Number of particles absorbed in a BBM on the extinction event

Abstract: We consider a branching Brownian motion which starts from $0$ with drift $\mu \in \mathbb{R}$ and we focus on the number $Z_x$ of particles killed at $-x$, where $x>0$. Let us call $\mu_0$ the critical drift such that there is a positive probability of survival if and only if $\mu>-\mu_0$. Maillard \cite{maillard2013number} and Berestycki et al. \cite{berestycki2015branching} have study $Z_x$ in the case $\mu \leq -\mu_0$ and $\mu\geq \mu_0$ respectively.

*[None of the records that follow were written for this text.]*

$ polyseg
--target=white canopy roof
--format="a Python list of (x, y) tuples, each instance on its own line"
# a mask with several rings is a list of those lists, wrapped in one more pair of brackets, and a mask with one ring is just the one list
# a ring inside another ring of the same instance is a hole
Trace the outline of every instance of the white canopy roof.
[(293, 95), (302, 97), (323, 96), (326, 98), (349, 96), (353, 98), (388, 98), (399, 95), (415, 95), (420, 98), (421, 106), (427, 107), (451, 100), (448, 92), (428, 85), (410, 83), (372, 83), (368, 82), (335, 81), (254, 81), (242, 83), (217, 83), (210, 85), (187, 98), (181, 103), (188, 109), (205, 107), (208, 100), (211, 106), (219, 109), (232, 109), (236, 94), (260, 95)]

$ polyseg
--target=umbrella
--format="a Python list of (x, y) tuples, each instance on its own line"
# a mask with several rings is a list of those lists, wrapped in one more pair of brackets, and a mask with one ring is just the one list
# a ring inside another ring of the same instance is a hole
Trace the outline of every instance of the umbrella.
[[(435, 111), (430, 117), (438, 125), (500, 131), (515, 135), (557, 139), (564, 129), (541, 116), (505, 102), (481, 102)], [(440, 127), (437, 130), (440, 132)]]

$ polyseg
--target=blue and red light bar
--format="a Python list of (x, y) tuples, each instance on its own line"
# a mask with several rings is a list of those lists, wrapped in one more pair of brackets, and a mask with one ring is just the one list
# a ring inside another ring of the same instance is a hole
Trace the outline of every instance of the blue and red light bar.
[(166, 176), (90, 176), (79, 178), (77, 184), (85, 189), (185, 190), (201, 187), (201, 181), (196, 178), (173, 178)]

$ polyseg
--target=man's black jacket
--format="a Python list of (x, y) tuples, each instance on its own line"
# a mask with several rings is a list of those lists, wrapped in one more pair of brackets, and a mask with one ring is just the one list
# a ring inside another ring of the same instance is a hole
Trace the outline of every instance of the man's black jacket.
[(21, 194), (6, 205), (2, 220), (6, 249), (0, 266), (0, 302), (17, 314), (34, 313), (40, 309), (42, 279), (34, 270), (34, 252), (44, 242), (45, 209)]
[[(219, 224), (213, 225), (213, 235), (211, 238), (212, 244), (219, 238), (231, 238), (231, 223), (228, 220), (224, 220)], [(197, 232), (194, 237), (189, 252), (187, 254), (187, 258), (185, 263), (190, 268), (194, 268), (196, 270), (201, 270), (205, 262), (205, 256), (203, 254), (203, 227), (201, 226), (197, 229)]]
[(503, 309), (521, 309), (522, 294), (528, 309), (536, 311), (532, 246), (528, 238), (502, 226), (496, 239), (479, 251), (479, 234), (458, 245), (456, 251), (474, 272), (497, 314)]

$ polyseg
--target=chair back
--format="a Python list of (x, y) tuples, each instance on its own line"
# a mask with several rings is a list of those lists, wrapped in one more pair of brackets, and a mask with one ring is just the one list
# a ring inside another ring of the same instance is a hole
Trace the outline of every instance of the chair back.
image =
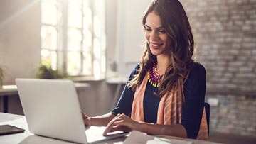
[(208, 131), (208, 134), (210, 134), (210, 104), (207, 102), (205, 102), (204, 107), (206, 109), (206, 121), (207, 121), (207, 128)]

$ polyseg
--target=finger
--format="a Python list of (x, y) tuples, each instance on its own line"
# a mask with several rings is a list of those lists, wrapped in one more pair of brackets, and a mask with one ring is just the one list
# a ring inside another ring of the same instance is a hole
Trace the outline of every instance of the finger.
[(86, 119), (87, 117), (89, 117), (84, 112), (82, 112), (82, 116), (83, 119)]
[(119, 131), (120, 127), (118, 125), (113, 126), (112, 127), (110, 127), (108, 128), (106, 128), (103, 132), (103, 136), (107, 136), (108, 133)]

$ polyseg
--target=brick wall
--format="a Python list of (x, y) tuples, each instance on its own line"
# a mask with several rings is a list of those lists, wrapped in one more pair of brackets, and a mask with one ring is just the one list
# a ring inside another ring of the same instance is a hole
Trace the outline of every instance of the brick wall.
[(211, 130), (256, 136), (256, 1), (181, 0), (213, 98)]

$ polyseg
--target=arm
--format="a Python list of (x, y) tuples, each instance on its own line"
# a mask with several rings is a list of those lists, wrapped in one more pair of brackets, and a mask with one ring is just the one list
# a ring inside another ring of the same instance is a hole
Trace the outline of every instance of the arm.
[(203, 65), (196, 64), (184, 85), (185, 104), (181, 124), (188, 138), (196, 138), (202, 119), (206, 87), (206, 72)]
[[(139, 65), (137, 65), (134, 70), (132, 72), (129, 80), (130, 80), (133, 77), (133, 75), (137, 72), (138, 69)], [(134, 95), (134, 92), (130, 88), (127, 87), (126, 84), (116, 107), (111, 111), (110, 113), (100, 116), (90, 117), (82, 112), (85, 125), (106, 126), (107, 123), (118, 113), (125, 113), (126, 115), (129, 115), (132, 110)]]
[[(124, 127), (125, 128), (124, 128)], [(131, 131), (136, 130), (150, 135), (166, 135), (186, 138), (185, 128), (181, 125), (159, 125), (145, 122), (137, 122), (124, 114), (119, 114), (107, 125), (103, 135), (115, 131)]]
[(85, 126), (106, 126), (107, 123), (114, 118), (114, 115), (107, 113), (100, 116), (89, 117), (82, 113), (82, 118)]

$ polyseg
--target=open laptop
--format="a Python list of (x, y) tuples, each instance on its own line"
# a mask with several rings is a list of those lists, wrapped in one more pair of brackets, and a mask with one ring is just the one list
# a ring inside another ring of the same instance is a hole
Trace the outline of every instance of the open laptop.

We complete the picture by considering the case where $\mu>-\mu_0$ on the extinction event. More precisely we study the asymptotic of $q_i(x):=\mathbb{P}\left(Z_x=i,\zeta_x<\infty\right)$. We show that the radius of convergence $R(\mu)$ of the corresponding power series increases as $\mu$ increases, up until $\mu=\mu_c\in [-\mu_0,+\infty]$ after which it is constant. We also give a necessary and sufficient condition for $\mu_c<+\infty$. In addition, finer asymptotics are also obtained, which highlight three different regimes depending on $\mu<\mu_c$, $\mu=\mu_c$ or $\mu>\mu_c$.